Bien installé à table, il ajouta dans une bouffée d’héroïsme ingénu :

— Il y a de belles morts !

— Ne parle pas de ça, puisque tu as la chance…

— Aussi, demain je vois Moquerard.

— Pourquoi ?

— Pour… Mais encore une fois je veux être mobilisé pour quelque chose ! Cette guerre-là peut durer trente ans.
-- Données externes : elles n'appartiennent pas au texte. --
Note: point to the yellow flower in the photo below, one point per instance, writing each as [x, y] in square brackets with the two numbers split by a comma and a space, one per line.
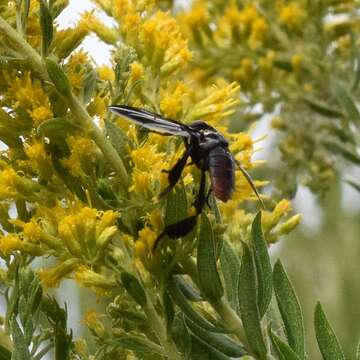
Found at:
[271, 219]
[197, 16]
[147, 236]
[10, 243]
[83, 150]
[258, 33]
[217, 105]
[92, 23]
[51, 277]
[98, 107]
[106, 73]
[29, 94]
[136, 71]
[65, 41]
[40, 114]
[248, 15]
[87, 232]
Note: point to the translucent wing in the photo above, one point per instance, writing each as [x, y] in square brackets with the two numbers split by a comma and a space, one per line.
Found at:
[151, 121]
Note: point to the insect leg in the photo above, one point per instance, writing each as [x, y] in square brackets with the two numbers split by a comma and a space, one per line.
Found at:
[183, 227]
[175, 172]
[250, 181]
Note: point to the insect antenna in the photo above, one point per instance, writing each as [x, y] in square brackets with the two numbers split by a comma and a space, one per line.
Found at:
[251, 183]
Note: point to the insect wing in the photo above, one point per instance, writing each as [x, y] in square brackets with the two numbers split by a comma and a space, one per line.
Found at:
[151, 121]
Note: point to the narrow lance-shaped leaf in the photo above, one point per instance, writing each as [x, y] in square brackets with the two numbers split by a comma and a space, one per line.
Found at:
[176, 206]
[283, 350]
[180, 300]
[249, 311]
[263, 266]
[5, 354]
[328, 343]
[209, 279]
[58, 77]
[169, 311]
[230, 266]
[21, 350]
[220, 342]
[205, 351]
[46, 24]
[290, 310]
[188, 290]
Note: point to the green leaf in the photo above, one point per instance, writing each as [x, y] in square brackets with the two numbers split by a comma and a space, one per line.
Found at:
[46, 27]
[263, 266]
[181, 335]
[58, 77]
[119, 141]
[55, 125]
[89, 85]
[249, 311]
[328, 343]
[283, 350]
[72, 183]
[21, 350]
[180, 300]
[5, 354]
[230, 266]
[220, 342]
[209, 279]
[133, 287]
[136, 343]
[290, 310]
[202, 350]
[188, 290]
[346, 101]
[169, 311]
[355, 185]
[341, 149]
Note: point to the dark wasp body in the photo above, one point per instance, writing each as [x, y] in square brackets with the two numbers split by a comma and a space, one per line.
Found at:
[207, 149]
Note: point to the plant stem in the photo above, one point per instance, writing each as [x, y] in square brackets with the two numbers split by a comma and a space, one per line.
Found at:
[27, 51]
[75, 105]
[105, 146]
[159, 328]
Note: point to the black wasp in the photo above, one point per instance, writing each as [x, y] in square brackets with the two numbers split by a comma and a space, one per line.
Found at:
[208, 150]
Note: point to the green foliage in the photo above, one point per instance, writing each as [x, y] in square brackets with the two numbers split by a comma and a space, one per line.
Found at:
[86, 196]
[328, 343]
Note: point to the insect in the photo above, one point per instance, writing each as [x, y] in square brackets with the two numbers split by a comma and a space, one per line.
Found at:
[208, 150]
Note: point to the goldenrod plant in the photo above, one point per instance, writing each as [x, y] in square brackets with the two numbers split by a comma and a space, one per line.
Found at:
[80, 187]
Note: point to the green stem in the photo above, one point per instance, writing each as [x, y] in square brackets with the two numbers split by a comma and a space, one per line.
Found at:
[75, 105]
[27, 50]
[105, 146]
[160, 329]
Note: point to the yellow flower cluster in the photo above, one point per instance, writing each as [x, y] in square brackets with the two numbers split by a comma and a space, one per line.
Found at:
[27, 93]
[155, 36]
[82, 153]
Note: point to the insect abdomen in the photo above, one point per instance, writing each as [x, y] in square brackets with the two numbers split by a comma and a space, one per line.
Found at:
[222, 173]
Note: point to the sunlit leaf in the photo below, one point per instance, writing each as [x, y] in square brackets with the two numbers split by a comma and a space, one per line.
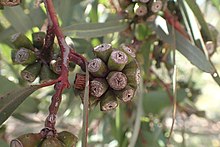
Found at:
[150, 135]
[10, 101]
[155, 101]
[20, 21]
[191, 52]
[89, 30]
[197, 12]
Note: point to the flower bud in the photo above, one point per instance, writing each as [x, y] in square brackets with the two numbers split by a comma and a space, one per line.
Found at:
[27, 140]
[117, 60]
[140, 9]
[98, 87]
[67, 138]
[155, 5]
[108, 101]
[31, 71]
[103, 51]
[132, 71]
[52, 142]
[117, 80]
[38, 39]
[20, 40]
[125, 94]
[46, 74]
[97, 68]
[23, 56]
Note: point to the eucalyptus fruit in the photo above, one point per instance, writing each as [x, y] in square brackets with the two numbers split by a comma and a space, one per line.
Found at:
[114, 75]
[37, 62]
[61, 139]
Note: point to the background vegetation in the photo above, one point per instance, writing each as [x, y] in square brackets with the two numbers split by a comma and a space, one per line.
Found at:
[147, 119]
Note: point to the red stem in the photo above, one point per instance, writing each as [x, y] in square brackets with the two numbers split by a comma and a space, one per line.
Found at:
[66, 54]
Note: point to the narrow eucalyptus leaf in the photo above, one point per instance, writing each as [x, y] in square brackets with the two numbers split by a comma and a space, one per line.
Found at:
[10, 101]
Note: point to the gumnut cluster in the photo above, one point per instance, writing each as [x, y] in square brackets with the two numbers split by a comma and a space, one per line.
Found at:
[40, 59]
[62, 139]
[114, 75]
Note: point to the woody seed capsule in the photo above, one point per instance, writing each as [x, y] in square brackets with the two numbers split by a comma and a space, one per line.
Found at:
[56, 65]
[23, 56]
[38, 39]
[117, 80]
[140, 9]
[98, 87]
[108, 101]
[97, 68]
[125, 94]
[103, 51]
[20, 40]
[155, 5]
[129, 52]
[117, 60]
[52, 142]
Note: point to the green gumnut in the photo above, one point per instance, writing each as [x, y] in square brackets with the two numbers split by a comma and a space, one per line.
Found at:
[125, 94]
[129, 52]
[67, 138]
[117, 80]
[56, 65]
[27, 140]
[20, 40]
[103, 51]
[38, 39]
[31, 71]
[155, 5]
[52, 142]
[132, 71]
[98, 87]
[117, 60]
[23, 56]
[97, 68]
[108, 101]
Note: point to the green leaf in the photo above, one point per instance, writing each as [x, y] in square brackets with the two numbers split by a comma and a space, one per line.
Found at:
[89, 30]
[198, 14]
[159, 100]
[3, 143]
[191, 52]
[65, 10]
[20, 21]
[10, 101]
[6, 85]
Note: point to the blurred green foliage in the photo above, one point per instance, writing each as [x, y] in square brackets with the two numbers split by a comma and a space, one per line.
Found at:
[145, 120]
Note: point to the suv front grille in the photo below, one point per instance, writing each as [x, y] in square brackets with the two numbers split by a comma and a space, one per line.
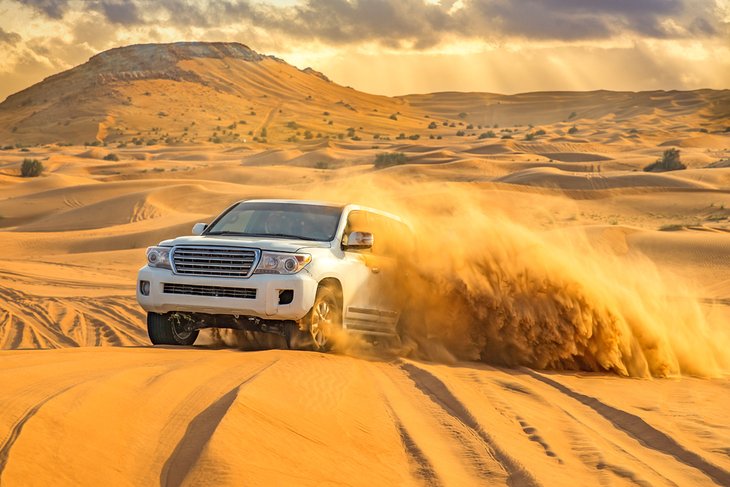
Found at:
[214, 261]
[217, 291]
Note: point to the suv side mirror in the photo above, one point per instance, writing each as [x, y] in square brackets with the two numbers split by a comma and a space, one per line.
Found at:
[359, 240]
[199, 228]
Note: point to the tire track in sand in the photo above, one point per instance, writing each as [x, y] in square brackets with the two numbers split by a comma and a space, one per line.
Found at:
[641, 431]
[440, 394]
[198, 433]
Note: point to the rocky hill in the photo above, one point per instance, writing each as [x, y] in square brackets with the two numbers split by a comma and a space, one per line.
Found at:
[196, 92]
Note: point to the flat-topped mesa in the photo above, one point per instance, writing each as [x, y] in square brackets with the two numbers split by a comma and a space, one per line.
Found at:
[160, 61]
[153, 54]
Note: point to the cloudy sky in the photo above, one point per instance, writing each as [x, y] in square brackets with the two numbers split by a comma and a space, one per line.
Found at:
[399, 46]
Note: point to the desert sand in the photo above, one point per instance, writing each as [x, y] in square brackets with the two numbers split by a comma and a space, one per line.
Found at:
[596, 354]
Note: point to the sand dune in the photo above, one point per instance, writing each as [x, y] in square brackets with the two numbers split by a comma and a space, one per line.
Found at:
[214, 416]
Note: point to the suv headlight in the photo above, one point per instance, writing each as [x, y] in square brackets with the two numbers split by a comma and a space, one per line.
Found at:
[159, 257]
[281, 263]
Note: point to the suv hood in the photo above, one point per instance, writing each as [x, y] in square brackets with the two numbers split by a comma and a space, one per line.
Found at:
[274, 244]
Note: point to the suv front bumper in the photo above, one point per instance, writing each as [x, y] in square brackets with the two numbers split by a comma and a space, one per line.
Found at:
[266, 303]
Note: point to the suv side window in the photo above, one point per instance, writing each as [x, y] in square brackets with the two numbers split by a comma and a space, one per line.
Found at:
[357, 221]
[385, 240]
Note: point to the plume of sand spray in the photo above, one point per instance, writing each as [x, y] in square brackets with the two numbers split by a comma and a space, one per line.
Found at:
[492, 289]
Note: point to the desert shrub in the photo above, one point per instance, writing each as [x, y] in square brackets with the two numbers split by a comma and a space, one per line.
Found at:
[669, 161]
[387, 159]
[31, 168]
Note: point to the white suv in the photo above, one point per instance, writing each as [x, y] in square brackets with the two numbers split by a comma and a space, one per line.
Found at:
[301, 269]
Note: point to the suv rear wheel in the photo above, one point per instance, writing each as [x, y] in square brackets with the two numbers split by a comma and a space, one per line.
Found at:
[164, 331]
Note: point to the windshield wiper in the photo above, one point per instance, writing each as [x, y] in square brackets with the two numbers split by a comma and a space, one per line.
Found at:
[274, 235]
[225, 232]
[278, 235]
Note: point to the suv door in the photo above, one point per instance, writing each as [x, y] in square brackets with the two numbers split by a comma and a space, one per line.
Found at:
[361, 291]
[372, 308]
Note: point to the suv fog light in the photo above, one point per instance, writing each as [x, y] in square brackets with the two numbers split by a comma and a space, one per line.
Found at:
[286, 296]
[144, 288]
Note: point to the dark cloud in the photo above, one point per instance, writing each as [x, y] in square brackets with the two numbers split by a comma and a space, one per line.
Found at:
[52, 8]
[419, 23]
[9, 37]
[123, 12]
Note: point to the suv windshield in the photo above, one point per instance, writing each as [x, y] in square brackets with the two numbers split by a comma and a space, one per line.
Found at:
[279, 220]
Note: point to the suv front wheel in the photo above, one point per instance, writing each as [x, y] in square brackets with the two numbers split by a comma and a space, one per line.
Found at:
[320, 327]
[164, 331]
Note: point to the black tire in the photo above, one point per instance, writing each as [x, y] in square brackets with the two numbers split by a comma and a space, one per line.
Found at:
[318, 330]
[163, 331]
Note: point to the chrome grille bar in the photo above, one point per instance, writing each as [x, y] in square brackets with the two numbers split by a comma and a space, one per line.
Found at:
[214, 261]
[215, 291]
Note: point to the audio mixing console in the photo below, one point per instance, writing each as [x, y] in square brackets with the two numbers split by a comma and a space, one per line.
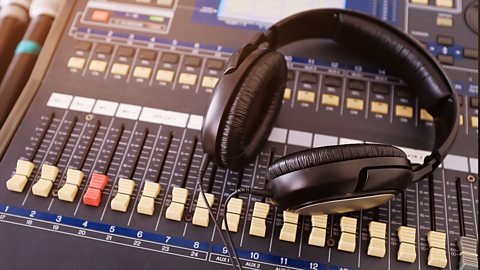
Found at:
[100, 155]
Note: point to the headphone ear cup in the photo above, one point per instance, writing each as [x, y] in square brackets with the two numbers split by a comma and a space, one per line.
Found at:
[253, 111]
[329, 154]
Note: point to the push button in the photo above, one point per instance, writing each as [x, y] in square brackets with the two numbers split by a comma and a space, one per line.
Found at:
[306, 96]
[120, 69]
[76, 62]
[445, 59]
[444, 40]
[215, 64]
[170, 58]
[104, 49]
[192, 61]
[101, 16]
[125, 52]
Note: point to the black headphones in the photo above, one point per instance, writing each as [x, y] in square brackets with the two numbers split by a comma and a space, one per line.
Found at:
[332, 179]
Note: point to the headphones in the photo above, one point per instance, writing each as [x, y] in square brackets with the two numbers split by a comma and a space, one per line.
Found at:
[331, 179]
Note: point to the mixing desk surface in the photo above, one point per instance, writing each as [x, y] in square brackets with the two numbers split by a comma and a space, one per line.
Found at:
[100, 155]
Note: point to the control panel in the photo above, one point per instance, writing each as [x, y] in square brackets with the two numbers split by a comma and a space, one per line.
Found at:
[100, 166]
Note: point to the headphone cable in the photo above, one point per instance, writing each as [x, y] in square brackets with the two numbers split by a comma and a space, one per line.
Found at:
[228, 242]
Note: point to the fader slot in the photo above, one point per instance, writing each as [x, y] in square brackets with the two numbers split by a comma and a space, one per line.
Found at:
[126, 186]
[69, 190]
[24, 168]
[98, 181]
[180, 194]
[49, 172]
[151, 189]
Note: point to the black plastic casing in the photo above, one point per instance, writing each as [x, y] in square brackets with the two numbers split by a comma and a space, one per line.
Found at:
[341, 180]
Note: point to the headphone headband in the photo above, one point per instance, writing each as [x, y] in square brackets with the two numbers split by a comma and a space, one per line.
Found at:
[381, 41]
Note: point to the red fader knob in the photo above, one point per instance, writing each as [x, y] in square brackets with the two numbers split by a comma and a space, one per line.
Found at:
[94, 190]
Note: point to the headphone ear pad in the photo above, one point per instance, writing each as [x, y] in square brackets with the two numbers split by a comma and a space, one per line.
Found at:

— Allons !… dit Madame Grandgoujon.

— Tu as des précisions ?

Il la défiait, les bras croisés :

— Il paraît, reprit-elle d’une voix assurée comme la paix de son âme, que ce ne sera plus long. Il y a une histoire saisissante de cocher, devant le Sacré-Cœur.

— De cocher ?

— Il est tombé de sa voiture ; il a dit : « Je serai mort dans trois minutes, et la guerre sera finie dans trois mois. » Trois minutes après il était mort… C’est troublant pour la guerre.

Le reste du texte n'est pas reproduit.